Paul Eboua, basketteur camerounais évoluant à Asvel
Le LDLC ASVEL Villeurbanne a officialisé ce lundi l’arrivée de Paul Eboua jusqu’à la fin de la saison. À 25 ans, l’international camerounais débarque en provenance de Trapani, club italien plongé dans une crise sans précédent, pour apporter son impact physique et son activité au rebond dans la raquette rhodanienne.

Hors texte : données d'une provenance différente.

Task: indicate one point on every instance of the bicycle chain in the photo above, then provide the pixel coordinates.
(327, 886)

Dans le sillage du départ surprise de Nando De Colo vers le Fenerbahçe Istanbul, l’ASVEL cherchait à rééquilibrer son effectif. Si le vétéran français évoluait au poste de meneur, c’est bien dans le secteur intérieur que Pierric Poupet, l’entraîneur villeurbannais, manquait cruellement de densité, particulièrement au niveau Euroleague.
Paul Eboua (2,03 m) s’est imposé cette saison comme une référence du championnat italien. Meilleur rebondeur de Serie A avec 9,2 prises par match, l’ailier-fort tournait également à 10,7 points de moyenne (à 50% à trois points et 61,3% à deux points) pour 17,1 d’évaluation en treize rencontres. En Basketball Champions League, il affichait des statistiques de 8,2 points et 5,8 rebonds en six apparitions.
« Il va nous amener du rebond, de la défense, de l’agressivité offensive », a résumé Gaëtan Muller, président délégué de l’ASVEL, dans les colonnes de L’Équipe. Une description qui colle parfaitement au profil de ce joueur énergique, capable d’impacter les rencontres sans monopoliser le ballon.
Trapani : un naufrage sportif et administratif
Le timing du transfert n’est pas anodin. Le club sicilien traverse une tempête d’une rare violence. Pénalisé de huit points au total en championnat pour diverses infractions administratives – notamment des problèmes de paiement de cotisations fiscales et sociales – Trapani Shark n’a même pas fait le déplacement à Bologne le week-end du 4 janvier, s’inclinant par forfait 20-0 face à la Virtus.
Cette décision drastique intervient après que le Tribunal Fédéral italien a infligé deux ans d’inibition au président Valerio Antonini et trois points de pénalisation supplémentaires au club. Le blocage des contrats et des enrôlements a précipité le départ de plusieurs cadres : l’entraîneur Jasmin Repesa, puis les joueurs Timmy Allen, Jordan Ford et Amar Alibegovic.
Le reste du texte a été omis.